Drewniane, bardzo dobre jakościowo mebelki dla dzieci;
Firma Baby Best



Pościele z oryginalną grafiką.

Kocyki, poduszeczki, pojemniki na akcesoria dziecięce itp. z przędzy bawełnianej i miękkiej, włochatej tkaniny.
Firma Puri Puru


Rogale do karmienia, stabilizatory dla dzieci oraz cudowna pościel, kocyki itp. dla dzieci


Jedyne stoisko z rękodziełem jako takim.

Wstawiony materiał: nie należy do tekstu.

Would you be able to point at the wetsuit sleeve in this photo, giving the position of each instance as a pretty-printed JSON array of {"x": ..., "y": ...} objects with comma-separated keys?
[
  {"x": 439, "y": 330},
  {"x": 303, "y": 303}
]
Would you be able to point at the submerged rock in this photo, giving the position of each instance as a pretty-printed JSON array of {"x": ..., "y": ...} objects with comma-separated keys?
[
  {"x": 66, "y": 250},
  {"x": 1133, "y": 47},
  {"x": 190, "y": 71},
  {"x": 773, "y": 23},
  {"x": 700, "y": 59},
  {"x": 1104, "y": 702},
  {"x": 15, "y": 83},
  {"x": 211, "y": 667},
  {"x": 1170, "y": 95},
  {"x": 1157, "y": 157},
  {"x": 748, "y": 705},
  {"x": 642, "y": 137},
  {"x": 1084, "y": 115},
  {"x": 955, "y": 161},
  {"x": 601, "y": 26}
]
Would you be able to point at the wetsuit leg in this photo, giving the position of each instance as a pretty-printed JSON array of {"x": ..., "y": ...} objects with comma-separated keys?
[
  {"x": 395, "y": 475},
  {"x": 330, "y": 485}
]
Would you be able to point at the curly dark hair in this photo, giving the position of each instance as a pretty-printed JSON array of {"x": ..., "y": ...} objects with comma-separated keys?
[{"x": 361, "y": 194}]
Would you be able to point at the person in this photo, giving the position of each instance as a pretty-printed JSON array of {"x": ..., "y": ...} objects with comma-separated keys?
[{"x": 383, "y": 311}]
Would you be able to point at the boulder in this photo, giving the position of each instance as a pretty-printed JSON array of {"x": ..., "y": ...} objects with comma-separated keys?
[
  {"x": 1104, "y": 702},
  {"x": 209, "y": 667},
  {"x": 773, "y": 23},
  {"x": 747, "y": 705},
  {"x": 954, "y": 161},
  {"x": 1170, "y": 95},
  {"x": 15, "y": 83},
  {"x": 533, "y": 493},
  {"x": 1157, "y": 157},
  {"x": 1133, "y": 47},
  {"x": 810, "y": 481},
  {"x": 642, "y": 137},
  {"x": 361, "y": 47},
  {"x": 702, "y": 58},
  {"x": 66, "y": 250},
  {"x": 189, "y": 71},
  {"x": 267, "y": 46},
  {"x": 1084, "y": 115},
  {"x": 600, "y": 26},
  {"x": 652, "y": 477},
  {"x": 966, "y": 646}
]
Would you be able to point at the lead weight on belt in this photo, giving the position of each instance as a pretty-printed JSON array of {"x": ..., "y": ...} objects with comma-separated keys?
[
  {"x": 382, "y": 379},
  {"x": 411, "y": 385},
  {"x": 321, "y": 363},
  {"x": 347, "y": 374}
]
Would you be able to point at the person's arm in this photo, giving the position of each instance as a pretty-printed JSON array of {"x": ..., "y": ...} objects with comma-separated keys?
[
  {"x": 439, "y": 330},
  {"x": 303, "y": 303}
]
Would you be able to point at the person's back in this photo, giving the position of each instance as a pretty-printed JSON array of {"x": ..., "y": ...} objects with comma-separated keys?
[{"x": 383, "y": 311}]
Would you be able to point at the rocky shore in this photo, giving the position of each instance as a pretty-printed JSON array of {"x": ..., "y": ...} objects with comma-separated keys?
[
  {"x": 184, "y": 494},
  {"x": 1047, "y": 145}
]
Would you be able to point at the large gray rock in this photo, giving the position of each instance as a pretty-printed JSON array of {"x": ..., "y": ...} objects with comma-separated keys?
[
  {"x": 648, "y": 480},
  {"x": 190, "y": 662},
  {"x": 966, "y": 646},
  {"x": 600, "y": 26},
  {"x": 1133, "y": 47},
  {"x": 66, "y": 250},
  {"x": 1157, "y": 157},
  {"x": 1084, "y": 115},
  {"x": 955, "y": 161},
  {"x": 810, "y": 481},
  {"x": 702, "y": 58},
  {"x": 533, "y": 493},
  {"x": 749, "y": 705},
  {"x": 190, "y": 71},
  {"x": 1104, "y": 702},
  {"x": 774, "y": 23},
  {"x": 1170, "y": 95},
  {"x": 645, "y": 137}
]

Zabawki, przytulanki.



Mało, malutko stoisk, "dziury" między wystawcami...


Pufy, fotele i poduszki w kształcie zwierząt.  firma Wowbag



 Stoisko z kocykami, śpiworkami do wózka, poduszkami itp.


I stoisko z... przyprawami ;-))))
Ale chyba skutecznie postawione na targach Happy Baby, bo sama zakupiłam kila przypraw, ziół i herbat.

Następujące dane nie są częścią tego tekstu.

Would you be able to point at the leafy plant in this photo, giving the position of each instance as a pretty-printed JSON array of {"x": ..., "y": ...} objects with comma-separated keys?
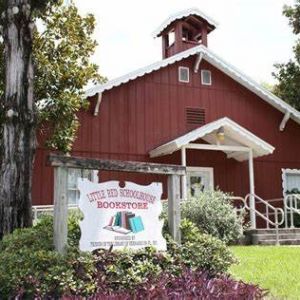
[
  {"x": 189, "y": 285},
  {"x": 213, "y": 213},
  {"x": 29, "y": 268}
]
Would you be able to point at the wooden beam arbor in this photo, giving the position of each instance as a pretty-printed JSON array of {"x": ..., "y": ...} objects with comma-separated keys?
[{"x": 61, "y": 164}]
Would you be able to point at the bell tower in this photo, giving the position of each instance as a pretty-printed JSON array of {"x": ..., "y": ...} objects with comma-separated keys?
[{"x": 184, "y": 30}]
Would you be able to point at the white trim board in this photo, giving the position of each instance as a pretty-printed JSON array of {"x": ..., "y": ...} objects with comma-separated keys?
[
  {"x": 214, "y": 60},
  {"x": 237, "y": 139},
  {"x": 283, "y": 176}
]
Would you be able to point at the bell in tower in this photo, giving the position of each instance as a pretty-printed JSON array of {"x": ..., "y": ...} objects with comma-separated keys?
[{"x": 184, "y": 30}]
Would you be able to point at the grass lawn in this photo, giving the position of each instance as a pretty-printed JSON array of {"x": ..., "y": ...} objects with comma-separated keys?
[{"x": 273, "y": 268}]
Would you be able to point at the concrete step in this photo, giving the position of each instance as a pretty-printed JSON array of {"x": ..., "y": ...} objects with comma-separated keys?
[
  {"x": 287, "y": 236},
  {"x": 281, "y": 242},
  {"x": 273, "y": 230},
  {"x": 268, "y": 236}
]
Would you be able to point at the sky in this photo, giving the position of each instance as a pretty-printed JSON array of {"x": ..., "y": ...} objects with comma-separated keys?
[{"x": 252, "y": 34}]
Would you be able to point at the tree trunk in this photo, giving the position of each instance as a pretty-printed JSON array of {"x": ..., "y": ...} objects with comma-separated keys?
[{"x": 17, "y": 136}]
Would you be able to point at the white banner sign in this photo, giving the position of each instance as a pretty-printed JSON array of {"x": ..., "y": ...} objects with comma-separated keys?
[{"x": 124, "y": 217}]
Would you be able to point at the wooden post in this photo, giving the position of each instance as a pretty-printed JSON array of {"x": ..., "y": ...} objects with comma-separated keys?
[
  {"x": 252, "y": 190},
  {"x": 174, "y": 207},
  {"x": 60, "y": 209},
  {"x": 183, "y": 178}
]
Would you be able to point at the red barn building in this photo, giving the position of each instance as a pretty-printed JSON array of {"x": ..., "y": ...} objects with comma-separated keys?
[{"x": 191, "y": 108}]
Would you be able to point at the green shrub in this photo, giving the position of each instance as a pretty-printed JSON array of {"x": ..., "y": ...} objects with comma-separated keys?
[
  {"x": 213, "y": 213},
  {"x": 201, "y": 251},
  {"x": 30, "y": 268}
]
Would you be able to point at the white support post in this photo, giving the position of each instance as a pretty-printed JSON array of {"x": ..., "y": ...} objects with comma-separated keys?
[
  {"x": 174, "y": 207},
  {"x": 183, "y": 178},
  {"x": 60, "y": 209},
  {"x": 252, "y": 190}
]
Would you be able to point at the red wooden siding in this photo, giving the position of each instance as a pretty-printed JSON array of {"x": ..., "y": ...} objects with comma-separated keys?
[{"x": 142, "y": 114}]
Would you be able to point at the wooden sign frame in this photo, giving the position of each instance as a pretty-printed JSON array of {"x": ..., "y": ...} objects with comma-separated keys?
[{"x": 61, "y": 164}]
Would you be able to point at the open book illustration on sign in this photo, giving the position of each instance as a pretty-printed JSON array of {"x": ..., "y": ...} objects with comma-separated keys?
[{"x": 125, "y": 222}]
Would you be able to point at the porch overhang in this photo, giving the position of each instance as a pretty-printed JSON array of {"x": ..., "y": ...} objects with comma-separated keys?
[{"x": 236, "y": 143}]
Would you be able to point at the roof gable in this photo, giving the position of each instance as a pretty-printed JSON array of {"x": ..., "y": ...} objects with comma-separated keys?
[
  {"x": 182, "y": 14},
  {"x": 214, "y": 60},
  {"x": 235, "y": 135}
]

Wszyscy, którzy byli z małymi dziećmi długo zabawiali na stoisku Kreatywne Maluchy www.kreatywnemaluchy.pl. Zabawa w pasku czy pucholinie oraz "klockami" z kukurydzy (pochodna chrupków kukurydzianych) przyciągała nie tylko dzieci. Dorośli tez się chętnie bawili. Moje córki spędziły tam z pół godziny ;)

Czy było warto jechać 120 km na te targi? Tak. Były to moje pierwsze tego typu targi, więc jakieś doświadczenie nabyłam.  Czy będę tam za rok? Tak i to jako wystawca ;)
Byliście na tych Targach?
Napiszcie wrażenia!
Pozdrawiam!



3 komentarze:

  1. Ja byłam i bardzo się rozczarowałam. W szoku jestem że piszesz, że było warto tak daleko na nie jechać ;)) My mamy 10 minut samochodem na targi, a gdybym miała płacić za wejście, to bym przeklinała że tak drogie bilety w stosunku do atrakcji znajdujących się w środku. Mam nadzieję, że za rok będzie lepiej

    OdpowiedzUsuń
  2. Zgadzam sie z koleżanka, byłem i nic mnie interesującego nei znalazłem. Gratuluje tym którzy cos znaleźli. Pozdrawiam do zobaczenia na kolejnych targach

    OdpowiedzUsuń
  3. Targi są jedynie prezentacją niektórych produktów, ale w sumie trzeb przyznac ze nie każdy mógł coś dla siebie znaleźć.